Вот "Саддхарма-пундарика-сутра" в переводе Игнатовича из нового издания:

http://slil.ru/25436086

 а также "Сутра неисчислимых смыслов" - оттуда же :Smilie:

----------


## До

> Вот "Саддхарма-пундарика-сутра" в переводе Игнатовича из нового издания: http://slil.ru/25436086 а также "Сутра неисчислимых смыслов" - оттуда же


Интересно, что дата файла в архиве (25-01-07) гораздо старее чем книга была издана (примерно конец 2007).

----------


## Нандзед Дорже

Дак и перевод был сделан гораздо раньше. Есть еще из того же источника заметки Игнатовича о концепции Трех тел Будды в "Суварнапрабха-сутре". А-а, я сказал "из нового издания". Сорри, это описка :Smilie: . У меня-то нет никаких предпочтений в отношении переизданий :Smilie: . Наверное, мне недоступны какие-то тонкости, но я их презрел ввиду незначительности.
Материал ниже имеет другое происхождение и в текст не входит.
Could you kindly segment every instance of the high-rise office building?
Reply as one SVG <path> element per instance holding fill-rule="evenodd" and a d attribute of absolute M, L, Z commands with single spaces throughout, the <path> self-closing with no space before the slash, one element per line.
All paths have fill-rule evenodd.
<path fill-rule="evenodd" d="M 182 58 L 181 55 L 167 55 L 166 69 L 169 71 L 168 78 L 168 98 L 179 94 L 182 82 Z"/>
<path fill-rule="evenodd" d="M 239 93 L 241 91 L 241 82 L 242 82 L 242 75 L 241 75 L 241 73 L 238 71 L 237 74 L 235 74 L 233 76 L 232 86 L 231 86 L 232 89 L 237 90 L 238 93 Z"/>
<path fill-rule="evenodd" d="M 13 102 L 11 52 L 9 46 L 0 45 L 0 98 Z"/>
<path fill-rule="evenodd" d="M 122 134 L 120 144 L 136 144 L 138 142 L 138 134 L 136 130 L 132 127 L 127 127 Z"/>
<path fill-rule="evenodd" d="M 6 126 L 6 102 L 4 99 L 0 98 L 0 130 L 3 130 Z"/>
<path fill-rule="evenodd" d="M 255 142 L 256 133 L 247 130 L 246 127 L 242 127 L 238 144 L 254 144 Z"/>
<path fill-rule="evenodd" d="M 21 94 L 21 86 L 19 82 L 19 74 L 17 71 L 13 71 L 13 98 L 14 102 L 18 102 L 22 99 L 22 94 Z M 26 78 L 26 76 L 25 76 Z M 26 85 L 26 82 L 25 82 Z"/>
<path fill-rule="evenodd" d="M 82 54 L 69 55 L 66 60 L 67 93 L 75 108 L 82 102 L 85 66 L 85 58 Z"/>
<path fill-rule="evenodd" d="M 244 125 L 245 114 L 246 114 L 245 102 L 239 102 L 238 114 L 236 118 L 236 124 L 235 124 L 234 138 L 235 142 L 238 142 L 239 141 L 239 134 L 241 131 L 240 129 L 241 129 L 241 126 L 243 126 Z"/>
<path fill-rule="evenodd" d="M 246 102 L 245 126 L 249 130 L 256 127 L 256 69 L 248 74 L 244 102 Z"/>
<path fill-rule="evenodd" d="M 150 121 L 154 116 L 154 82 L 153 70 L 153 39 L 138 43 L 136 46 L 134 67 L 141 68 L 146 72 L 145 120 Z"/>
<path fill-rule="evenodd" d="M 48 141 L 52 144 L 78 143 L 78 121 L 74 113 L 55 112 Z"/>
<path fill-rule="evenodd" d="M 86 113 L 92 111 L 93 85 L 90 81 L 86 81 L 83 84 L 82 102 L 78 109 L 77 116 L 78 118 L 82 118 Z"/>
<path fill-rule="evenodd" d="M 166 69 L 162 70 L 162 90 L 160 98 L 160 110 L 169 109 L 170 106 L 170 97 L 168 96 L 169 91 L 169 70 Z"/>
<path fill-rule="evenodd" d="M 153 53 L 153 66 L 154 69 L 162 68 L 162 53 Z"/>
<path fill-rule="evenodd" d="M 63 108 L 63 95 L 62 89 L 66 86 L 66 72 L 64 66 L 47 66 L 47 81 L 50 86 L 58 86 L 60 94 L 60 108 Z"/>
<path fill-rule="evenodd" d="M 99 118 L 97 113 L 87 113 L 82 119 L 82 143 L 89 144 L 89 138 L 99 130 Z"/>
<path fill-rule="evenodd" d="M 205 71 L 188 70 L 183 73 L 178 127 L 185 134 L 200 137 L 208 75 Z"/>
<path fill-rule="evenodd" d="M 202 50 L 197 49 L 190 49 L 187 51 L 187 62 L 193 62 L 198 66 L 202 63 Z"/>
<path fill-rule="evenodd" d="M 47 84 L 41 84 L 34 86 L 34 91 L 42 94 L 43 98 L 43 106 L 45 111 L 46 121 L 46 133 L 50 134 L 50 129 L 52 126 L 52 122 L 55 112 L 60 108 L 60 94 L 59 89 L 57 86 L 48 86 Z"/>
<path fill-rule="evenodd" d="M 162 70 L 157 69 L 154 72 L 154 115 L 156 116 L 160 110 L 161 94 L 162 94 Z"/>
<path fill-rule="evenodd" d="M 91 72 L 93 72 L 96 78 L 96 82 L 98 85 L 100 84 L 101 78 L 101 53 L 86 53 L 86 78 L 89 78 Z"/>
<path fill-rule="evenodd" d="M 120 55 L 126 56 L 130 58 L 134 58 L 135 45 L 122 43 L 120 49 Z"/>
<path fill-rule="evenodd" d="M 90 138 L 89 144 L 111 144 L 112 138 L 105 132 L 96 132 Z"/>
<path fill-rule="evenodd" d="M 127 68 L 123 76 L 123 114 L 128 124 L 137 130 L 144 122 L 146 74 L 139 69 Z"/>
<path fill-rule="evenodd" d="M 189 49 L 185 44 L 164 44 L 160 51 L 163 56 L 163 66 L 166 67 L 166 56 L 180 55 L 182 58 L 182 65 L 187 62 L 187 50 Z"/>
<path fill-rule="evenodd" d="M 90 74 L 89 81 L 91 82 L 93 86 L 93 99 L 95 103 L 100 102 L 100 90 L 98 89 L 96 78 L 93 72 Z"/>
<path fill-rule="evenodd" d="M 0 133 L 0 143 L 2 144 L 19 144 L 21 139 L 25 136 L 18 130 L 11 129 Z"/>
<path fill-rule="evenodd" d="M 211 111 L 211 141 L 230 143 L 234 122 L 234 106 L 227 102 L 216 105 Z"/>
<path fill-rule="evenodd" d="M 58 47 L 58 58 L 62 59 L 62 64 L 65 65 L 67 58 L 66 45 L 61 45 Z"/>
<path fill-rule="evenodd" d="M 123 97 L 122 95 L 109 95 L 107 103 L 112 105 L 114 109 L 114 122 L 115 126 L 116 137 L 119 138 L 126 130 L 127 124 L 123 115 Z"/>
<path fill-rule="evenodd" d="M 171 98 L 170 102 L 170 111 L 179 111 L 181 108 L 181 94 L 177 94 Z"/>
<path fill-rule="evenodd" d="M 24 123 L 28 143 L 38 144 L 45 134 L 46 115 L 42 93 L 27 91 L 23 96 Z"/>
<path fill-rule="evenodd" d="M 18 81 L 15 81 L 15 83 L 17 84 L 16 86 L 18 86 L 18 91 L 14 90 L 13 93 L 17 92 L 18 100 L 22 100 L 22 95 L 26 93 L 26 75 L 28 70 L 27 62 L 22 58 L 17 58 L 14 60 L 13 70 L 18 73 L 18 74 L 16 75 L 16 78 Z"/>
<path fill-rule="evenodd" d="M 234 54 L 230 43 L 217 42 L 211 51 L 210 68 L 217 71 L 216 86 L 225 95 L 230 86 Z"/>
А поделитесь - чем текст переиздания существенно отличается от того перевода Игнатовича, что я выложил?

----------


## До

> Вот "Саддхарма-пундарика-сутра" в переводе Игнатовича из *нового издания*: http://slil.ru/25436086


Это старое издание.




> а также "Сутра неисчислимых смыслов" - *оттуда же*


Это вообще перевод не Игнатовича, а Прокофьева.

Непонятно зачем обманывать народ.




> А-а, я сказал "из нового издания". Сорри, это описка.


А.

----------


## До

> А поделитесь - чем текст переиздания существенно отличается от того перевода Игнатовича, что я выложил?


Про это в предисловии С. Д. Серебряного ровно одно предложение - _вдова Игнатовича (В. В. Северская) отредактировала текст_. Зачем и как - видимо нам этого знать не нужно. При этом в начале предисловия он пишет своё мнение, что ещё не появилось в нашей стране исследователя способного продолжить самоотверженную работу Игнатовича над этим великим текстом. (При этом в одной из сносок к вступительной статье Серебрянного он например называет переводы Рис-Дэвидс переводами Рис-Дэвидса, хотя Рис-Дэвидс текстов не переводил, всё переводила Рис-Дэвидс.)

Так вот берём первое предложение:
В старом издании: Однажды Будда пребывал в городе царской обители2, на горе Гридхракута3 с собранием великих бхикшу4 числом двенадцать тысяч человек.
В новом издании: Однажды Будда пребывал на горе Гридхракута у Города Царской Обители1 вмете с великими бхикшу [числом] двенадцать тысяч человек.
Отличие очевидно в том, что раньше Будда пребывал _в_ городе, а теперь стал пребывать _возле_ города. Я думаю, это не стилистическая правка, а смысловая. Написание "города" с большой буквы что-то напоминает.

Второе предложение:
В статром: Все [они] были архаты5, прекратившие истечение [заблуждений]6, не имеющие заблуждений, обретшие благо для самих себя7, исчерпавшие все связи [с земным] существованием, обретшие свободу в мыслях. 
Новом: Все [они] были архаты, прекратившие впитывать "загрязнения"2 и не имеющие заблуждений, обретшие благо для самих себя3, прервавшие все связи с [земным] существованием4. Мысли [их] обрели свободу5.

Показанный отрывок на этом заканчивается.